A promising new study published in the June 2012 Bulletin of Insectology points to a nicotine-derived pesticide called imidacloprid. Introduced in the early 1990s, this class of pesticides is now widely used on corn, grains, and vegetables. Even though colonies in the study fared well after three months of low-level exposure, 94 percent had died-off by the six month mark, indicting long-term build-up as a possible culprit. Outcomes from other studies have also found that the pesticides renders bees more susceptible to fungal infection.

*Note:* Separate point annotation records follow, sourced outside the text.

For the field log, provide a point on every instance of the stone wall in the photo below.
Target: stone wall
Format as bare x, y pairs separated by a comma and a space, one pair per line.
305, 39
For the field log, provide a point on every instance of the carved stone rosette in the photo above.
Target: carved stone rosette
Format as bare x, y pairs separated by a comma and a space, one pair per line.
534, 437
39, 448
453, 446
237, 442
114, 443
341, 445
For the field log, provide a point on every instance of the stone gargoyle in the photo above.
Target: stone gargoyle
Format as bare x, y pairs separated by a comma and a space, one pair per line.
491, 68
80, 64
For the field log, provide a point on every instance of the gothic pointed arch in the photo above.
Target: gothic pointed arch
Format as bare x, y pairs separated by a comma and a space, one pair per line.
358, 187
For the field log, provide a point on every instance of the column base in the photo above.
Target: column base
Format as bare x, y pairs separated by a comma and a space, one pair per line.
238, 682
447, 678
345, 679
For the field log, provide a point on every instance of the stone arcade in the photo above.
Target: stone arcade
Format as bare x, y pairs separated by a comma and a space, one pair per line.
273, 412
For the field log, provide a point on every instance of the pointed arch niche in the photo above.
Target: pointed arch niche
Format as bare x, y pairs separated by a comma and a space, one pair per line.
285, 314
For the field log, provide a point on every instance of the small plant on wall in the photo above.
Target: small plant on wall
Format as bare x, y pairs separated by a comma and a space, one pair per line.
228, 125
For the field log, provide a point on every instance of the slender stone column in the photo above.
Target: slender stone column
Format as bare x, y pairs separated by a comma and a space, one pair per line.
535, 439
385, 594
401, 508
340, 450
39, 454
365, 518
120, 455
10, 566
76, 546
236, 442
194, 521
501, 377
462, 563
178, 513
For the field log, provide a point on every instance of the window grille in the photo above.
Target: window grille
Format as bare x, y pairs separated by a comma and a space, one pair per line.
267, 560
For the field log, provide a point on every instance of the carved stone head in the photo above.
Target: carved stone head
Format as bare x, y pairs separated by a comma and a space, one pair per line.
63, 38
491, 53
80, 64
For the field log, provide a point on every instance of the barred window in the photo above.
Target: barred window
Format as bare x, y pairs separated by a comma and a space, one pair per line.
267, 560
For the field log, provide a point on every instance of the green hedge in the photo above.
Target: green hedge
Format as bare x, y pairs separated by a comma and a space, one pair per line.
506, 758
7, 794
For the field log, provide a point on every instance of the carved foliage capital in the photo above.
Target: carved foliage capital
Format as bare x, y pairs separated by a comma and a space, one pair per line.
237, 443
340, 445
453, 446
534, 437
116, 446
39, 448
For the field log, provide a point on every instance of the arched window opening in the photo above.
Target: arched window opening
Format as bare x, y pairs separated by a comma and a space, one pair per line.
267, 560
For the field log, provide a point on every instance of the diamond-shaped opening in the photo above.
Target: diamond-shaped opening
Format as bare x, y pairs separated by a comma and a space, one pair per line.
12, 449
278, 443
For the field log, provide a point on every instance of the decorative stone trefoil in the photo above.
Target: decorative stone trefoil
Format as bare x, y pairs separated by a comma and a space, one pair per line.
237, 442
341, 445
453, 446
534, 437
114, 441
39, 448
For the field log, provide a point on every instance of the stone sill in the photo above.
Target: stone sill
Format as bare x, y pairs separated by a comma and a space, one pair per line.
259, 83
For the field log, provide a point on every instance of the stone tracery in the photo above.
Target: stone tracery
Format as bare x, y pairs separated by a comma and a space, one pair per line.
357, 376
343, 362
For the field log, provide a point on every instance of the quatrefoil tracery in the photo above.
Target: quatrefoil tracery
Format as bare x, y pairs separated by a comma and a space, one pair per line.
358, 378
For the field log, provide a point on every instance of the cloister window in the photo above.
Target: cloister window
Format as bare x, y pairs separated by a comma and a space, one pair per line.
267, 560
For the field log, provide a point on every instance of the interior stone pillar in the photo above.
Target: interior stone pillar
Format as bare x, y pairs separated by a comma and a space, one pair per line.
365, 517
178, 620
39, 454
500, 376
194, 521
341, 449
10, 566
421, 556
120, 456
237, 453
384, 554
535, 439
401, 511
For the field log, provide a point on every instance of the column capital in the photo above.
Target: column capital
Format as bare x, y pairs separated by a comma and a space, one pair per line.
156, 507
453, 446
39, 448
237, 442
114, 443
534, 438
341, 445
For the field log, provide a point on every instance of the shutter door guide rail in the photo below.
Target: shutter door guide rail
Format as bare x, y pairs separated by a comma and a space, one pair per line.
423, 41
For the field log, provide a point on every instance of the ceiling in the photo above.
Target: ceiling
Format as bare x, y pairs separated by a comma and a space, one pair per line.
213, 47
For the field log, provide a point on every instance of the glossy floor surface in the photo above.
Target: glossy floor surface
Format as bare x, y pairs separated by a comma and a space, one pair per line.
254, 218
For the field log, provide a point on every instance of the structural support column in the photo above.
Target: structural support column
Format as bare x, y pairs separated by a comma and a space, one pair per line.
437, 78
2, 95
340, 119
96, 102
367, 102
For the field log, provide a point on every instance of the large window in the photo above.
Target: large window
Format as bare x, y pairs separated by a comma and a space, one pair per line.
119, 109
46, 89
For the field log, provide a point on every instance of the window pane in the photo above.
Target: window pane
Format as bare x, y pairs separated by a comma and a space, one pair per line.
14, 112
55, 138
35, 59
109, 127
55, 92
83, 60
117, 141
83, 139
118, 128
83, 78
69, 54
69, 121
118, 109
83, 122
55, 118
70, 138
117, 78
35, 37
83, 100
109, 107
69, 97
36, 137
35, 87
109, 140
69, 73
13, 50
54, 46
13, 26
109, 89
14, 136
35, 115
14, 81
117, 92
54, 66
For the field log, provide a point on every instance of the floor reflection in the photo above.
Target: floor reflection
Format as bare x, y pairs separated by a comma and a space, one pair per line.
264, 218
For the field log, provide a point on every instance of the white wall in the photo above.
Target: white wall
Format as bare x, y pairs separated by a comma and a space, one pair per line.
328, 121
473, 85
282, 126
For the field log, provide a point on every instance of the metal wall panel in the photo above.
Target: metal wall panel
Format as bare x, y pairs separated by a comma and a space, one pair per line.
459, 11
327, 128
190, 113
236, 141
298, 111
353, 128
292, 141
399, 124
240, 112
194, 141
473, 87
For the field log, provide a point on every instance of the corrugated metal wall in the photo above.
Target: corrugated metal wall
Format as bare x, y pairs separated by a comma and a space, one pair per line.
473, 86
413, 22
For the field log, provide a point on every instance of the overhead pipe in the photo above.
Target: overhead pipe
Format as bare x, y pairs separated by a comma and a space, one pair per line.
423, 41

While performing the lion's share of the work pollinating our food and flowers, bees are certainly not the only pollinators out there. Joining the army of bee species are flies, beetles, wasp, birds and butterflies. Here at the BFEC, we promote pollinators or all stripes and their various preferences for room and board through conservation of diverse habits like prairie, farm field edges, forest, and wetland habitats.
The BFEC is also helping by participating in NASA's HoneyBeeNet research project, thanks to the help of local volunteer project coordinator Jason Bennett. Jason and other volunteers weigh the BFEC bee hives daily to measure honey production, which corresponds very closely with blooming and "nectar flow" of local plants. Researchers can use this data to determine if bloom dates are changing due to urbanization or climate change.
Data collected so far from this project, combined with historical data, have shown that spring bloom dates of major honey bee nectar plants such as honey locust and maple trees have been slowly itching up. In Maryland, researchers report that since the 1970s, spring bloom dates are arriving about one month earlier. Their concern is that relationships between plants and animals, including bees and all manner of other wildlife, could be thrown out of sync.
Luckily, honey bees don't object to monitoring because it's conducted at dusk after they have settled down to rest in the hive. The droves of bees and other pollinators of the BFEC Wildlife Garden are also amenable to observation. The garden is a great place to see them at work thanks to our focus on native plants, which often provide them with better food sources than imported varieties. Pick up a butterfly guide at our kiosk on your way into the garden.
Better yet, try attracting pollinators at home by bringing a pen and paper to jot down plants that catch your fancy from the labels that accompany our plants, or ask for a native plant list for attracting butterflies.